Para la comunidad empresarial, esta noticia es recibida con entusiasmo, ya que consideran que Argentina tiene uno de los costos laborales no salariales más altos de la región, lo que desincentiva la contratación y fomenta la informalidad. Por otro lado, para el sindicalismo, esta medida representa un golpe directo al financiamiento del trabajo formal y tendrá un impacto directo en la recaudación del sistema de pensiones.
Las primeras estimaciones de los especialistas hablan de una reducción de hasta un punto del Producto Bruto. Según el último borrador del proyecto, la contribución total del empleador se mantendría en 17,40% para grandes empresas de comercio y servicios, y en 15% para el resto del sector privado. Estas tasas actualmente son de 20,40 y 18 puntos respectivamente, por lo que la reducción representaría un alivio significativo para las empresas.
Además de la reducción de las contribuciones patronales, el proyecto también contempla un recorte en el aporte obligatorio a obras sociales, sustituyendo el inciso “a” de la Ley 23.660 por una alícuota del 5% sobre la remuneración. Esta medida, si se aprueba, sería la modificación más profunda del régimen de aportes y contribuciones desde la convertibilidad.

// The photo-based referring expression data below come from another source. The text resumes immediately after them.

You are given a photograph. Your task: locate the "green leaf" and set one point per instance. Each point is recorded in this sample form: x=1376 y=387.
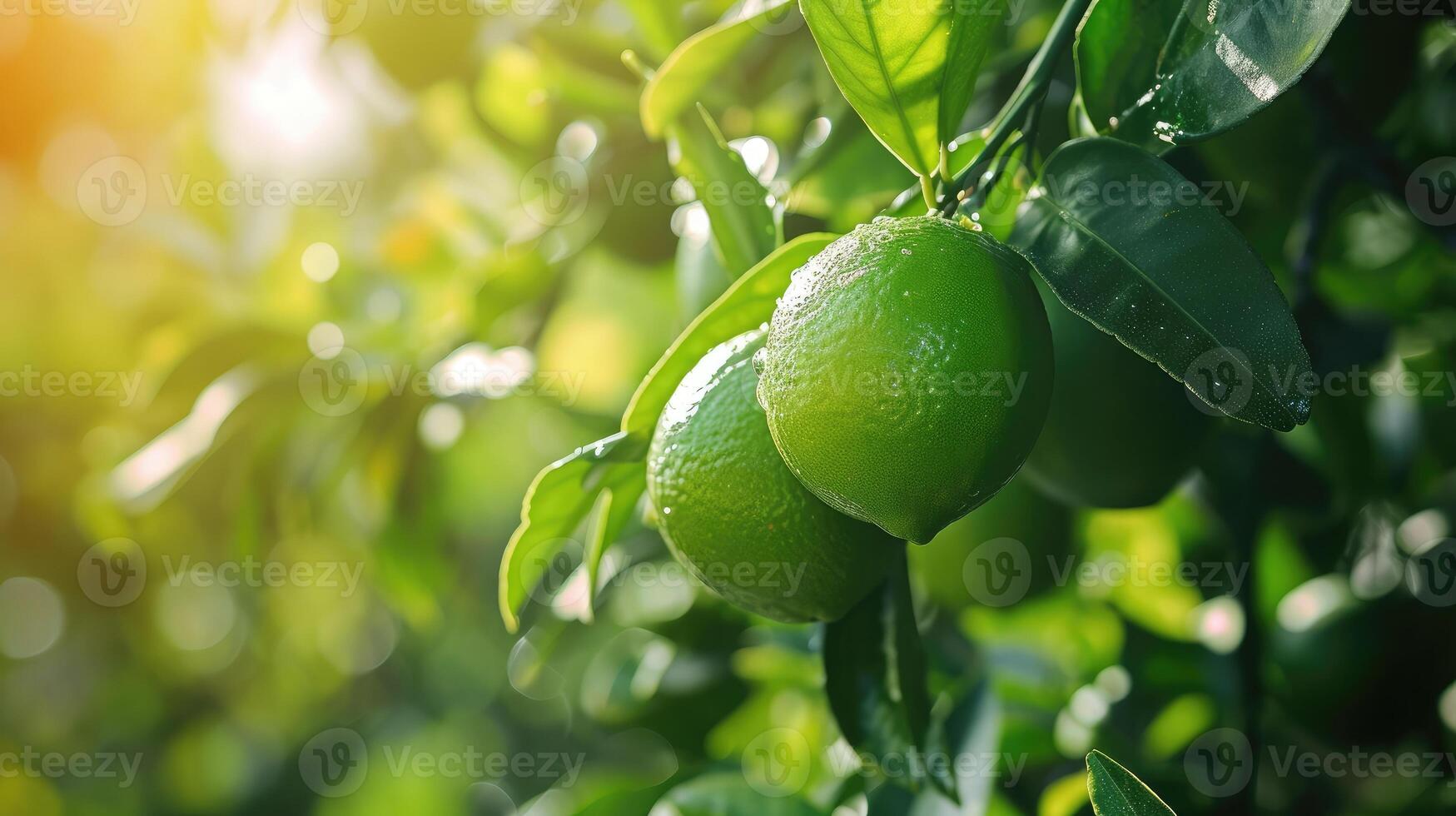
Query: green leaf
x=876 y=678
x=1117 y=52
x=907 y=67
x=616 y=506
x=746 y=226
x=701 y=60
x=1175 y=77
x=561 y=495
x=971 y=27
x=724 y=794
x=748 y=303
x=1166 y=274
x=1116 y=792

Por otro lado, el proyecto también incluye un régimen de Promoción del Empleo Registrado (PER), que permite regularizar relaciones laborales no declaradas o mal registradas. Este régimen contempla la condonación de hasta un 70% de deudas por aportes y contribuciones, la eliminación de multas y sanciones, la baja del REPSAL para empresas que regularicen a todos los trabajadores involucrados, y planes de pago de hasta 72 cuotas con una tasa máxima del 12% anual.
En resumen, la reforma laboral propuesta por el gobierno de Javier Milei busca reducir la carga de los empleadores y generar las condiciones para un crecimiento sostenido. Sin embargo, esta medida ha generado controversia entre empresarios y sindicatos, quienes discrepan sobre el impacto que tendrá en la economía y en el sistema de seguridad social del país.